Still, the stadium isn’t the sole challenge in attracting future Super Bowls.
Every year, the requirements to bid for a Super Bowl are "getting steeper and steeper."
"The NFL has gotten a lot more sophisticated with their proposal requirements," he said.
These changing requests are evidenced in South Florida’s bid books over the years, expanding from a thin, white binder with yellowing pages from 1991 to the thick, turf-green 2014 bid pack with a football-field motif.
Mike Zimmer, president of the host committee, said its bid book has practically doubled in size in recent years.
Among the league’s increasingly nitpicky desires, Mr. Zimmer pointed to a rule that hundreds of fresh towels be provided to players — paid for by the host.
A big part of formulating the many components of the bid, he said, has become cost analysis.
Mr. Barreto, who has been active in South Florida Super Bowl bids since 1989, said the financial commitment requested by the football league has changed drastically.
It’s gone from the sponsoring location paying very little on game day to covering all game day expenses, he said.
With the league’s ever-growing list of wants, Mr. Barreto said, it could come to the point where the committee must ask "Is it worth the money, time and effort?"
But for now, he said, it is — without a question.
Hosting a Super Bowl attracts throngs of visitors, who pump money into the local economy through hotel stays, dining out and purchases.
According to a study that the host committee commissioned on the 2010 South Florida Super Bowl, the game had a paid attendance of 73,602.
Mr. Barreto said it’s estimated that another 50,000 visited with no intention of going to the game.
Out-of-town visitors for the 2010 Super Bowl spent an average on $947.41 per day on "accommodations, meals/beverages, local transportation, entertainment/recreation, merchandise and other miscellaneous retail," according to the study.
These expenses covered 2.36 persons daily, according to the study.
Visitors surveyed stayed an average 3.12 nights in South Florida, with 89.5% citing the Super Bowl as their main reason for visiting.

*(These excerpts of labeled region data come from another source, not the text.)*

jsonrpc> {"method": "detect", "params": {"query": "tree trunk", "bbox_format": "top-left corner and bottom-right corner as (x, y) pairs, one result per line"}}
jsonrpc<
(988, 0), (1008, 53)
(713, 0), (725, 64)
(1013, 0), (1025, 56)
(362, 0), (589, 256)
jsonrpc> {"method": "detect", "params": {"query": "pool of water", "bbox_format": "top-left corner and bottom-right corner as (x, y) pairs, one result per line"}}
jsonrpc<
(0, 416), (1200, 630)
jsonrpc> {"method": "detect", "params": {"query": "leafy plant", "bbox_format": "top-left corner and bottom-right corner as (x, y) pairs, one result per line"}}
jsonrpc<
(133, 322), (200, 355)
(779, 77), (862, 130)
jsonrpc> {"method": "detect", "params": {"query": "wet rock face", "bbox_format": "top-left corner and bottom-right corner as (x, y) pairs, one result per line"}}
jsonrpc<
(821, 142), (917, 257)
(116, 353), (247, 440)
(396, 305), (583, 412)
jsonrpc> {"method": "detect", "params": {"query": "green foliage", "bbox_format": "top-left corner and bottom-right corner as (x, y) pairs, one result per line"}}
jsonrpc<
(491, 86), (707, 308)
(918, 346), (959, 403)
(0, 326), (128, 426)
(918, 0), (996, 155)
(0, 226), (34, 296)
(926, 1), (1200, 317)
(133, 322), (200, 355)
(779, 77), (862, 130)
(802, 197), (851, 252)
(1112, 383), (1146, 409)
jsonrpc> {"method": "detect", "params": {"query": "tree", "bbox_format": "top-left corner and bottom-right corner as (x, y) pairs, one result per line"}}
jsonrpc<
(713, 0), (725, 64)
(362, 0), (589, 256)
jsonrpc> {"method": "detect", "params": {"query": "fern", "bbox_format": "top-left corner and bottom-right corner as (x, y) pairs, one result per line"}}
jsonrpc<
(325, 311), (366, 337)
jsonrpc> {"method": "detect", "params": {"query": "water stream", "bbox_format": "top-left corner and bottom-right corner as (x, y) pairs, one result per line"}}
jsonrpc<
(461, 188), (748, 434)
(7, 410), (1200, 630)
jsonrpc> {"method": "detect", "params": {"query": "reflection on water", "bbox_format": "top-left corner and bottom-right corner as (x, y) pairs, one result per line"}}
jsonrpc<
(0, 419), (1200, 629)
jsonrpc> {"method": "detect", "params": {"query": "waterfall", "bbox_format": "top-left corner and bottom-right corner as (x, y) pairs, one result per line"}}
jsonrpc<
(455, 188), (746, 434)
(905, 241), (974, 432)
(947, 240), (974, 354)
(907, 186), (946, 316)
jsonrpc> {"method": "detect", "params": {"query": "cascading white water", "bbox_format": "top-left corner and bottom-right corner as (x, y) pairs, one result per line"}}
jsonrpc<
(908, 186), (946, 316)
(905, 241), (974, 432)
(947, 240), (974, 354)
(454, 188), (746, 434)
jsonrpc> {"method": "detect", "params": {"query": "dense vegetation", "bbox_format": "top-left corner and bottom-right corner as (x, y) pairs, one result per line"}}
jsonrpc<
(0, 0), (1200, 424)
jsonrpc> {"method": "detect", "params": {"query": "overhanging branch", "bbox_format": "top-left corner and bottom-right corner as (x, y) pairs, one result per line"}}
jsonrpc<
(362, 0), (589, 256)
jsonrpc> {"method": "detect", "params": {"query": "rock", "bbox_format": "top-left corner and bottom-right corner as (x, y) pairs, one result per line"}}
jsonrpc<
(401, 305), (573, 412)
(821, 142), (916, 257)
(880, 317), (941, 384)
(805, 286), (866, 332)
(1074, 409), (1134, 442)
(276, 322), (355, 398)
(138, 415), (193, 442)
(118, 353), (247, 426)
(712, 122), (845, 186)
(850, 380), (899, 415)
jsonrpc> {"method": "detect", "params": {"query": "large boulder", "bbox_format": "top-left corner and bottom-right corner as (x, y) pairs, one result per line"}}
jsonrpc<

In addition, the average household income of visitors surveyed was $220,323.
And that’s not to mention the value of South Florida’s exposure to every Super Bowl television viewer.
The 2010 Super Bowl "captured 1.53 million household impressions," according to the study, "surpassing the 1983 finale of "M*A*S*H" to become the most-watched program in US television history."
"You cannot put a price tag on the amount of [public relations] that comes from a Super Bowl," Mr. Barreto said. "You can’t buy that."